The nation's current recession is likely to be the longest since World War II, and by some measures could be the worst since the Great Depression, a new Congressional Budget Office forecast said Tuesday.
Without a major economic stimulus plan, "the shortfall in the nation's output relative to its potential would be the largest – in terms of both length and depth – since the Depression of the 1930s," said new CBO Director Douglas Elmendorf in testimony prepared for the House Budget Committee.
The analysis is sure to add important momentum to the effort to enact an $825 billion stimulus by mid-February. President Barack Obama is meeting Tuesday morning with House Republicans and plans to meet with Senate GOP members in early afternoon. The nonpartisan CBO is highly regarded by both parties.
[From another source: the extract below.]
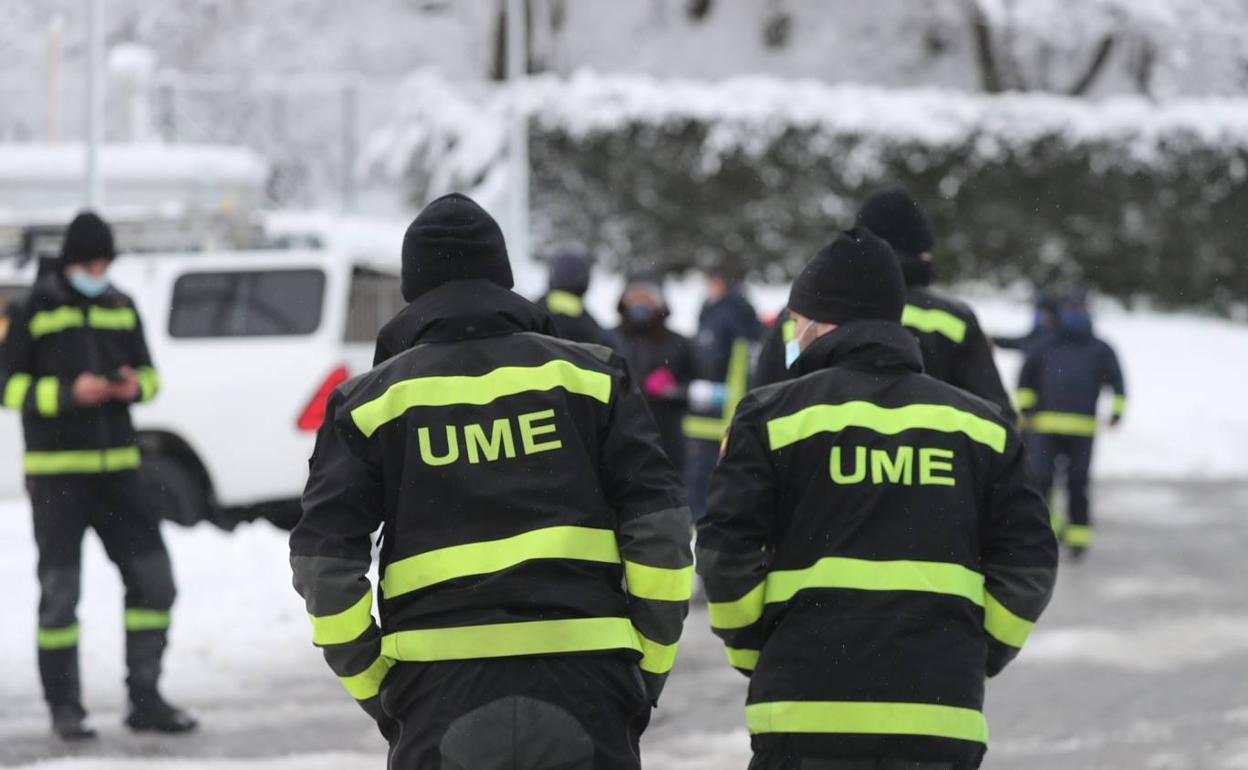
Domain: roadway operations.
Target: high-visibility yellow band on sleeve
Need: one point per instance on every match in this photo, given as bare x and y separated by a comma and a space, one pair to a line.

The House is expected to begin debating the measure later with a final vote liked Wednesday.
CBO already gave House Democrats good news Monday night, estimating that about 64 percent of the funds would go into the economy by Sept. 30, 2010. Earlier, it had said only 38 percent of key spending programs would be used, but it broadened its analysis to include the entire bill.Republicans had seized on that low figure to argue the bill was loaded with unnecessary spending.
Tuesday, it took a look at the overall economy, and found it badly in need of the stimulus.
The bill, Elmendorf said, "would provide a substantial boost to economic activity over the next several years relative to what would occur without any legislation."
With the bill, CBO figured economic output would be between 1.3 percent and 3.6 percent higher at the end of this year, higher by a similar amount at the end of 2010 and even higher in 2011.
The help is needed to reverse a downturn that CBO estimates will easily surpass the 1981-82 and 1973-75 recessions, each of which last 16 months, by mid-year.
"It could also be the deepest recession during the postwar period in terms of the difference between actual and potential output," Elmendorf said. By his estimates, output over the next two years will average 6.8 percent below normal.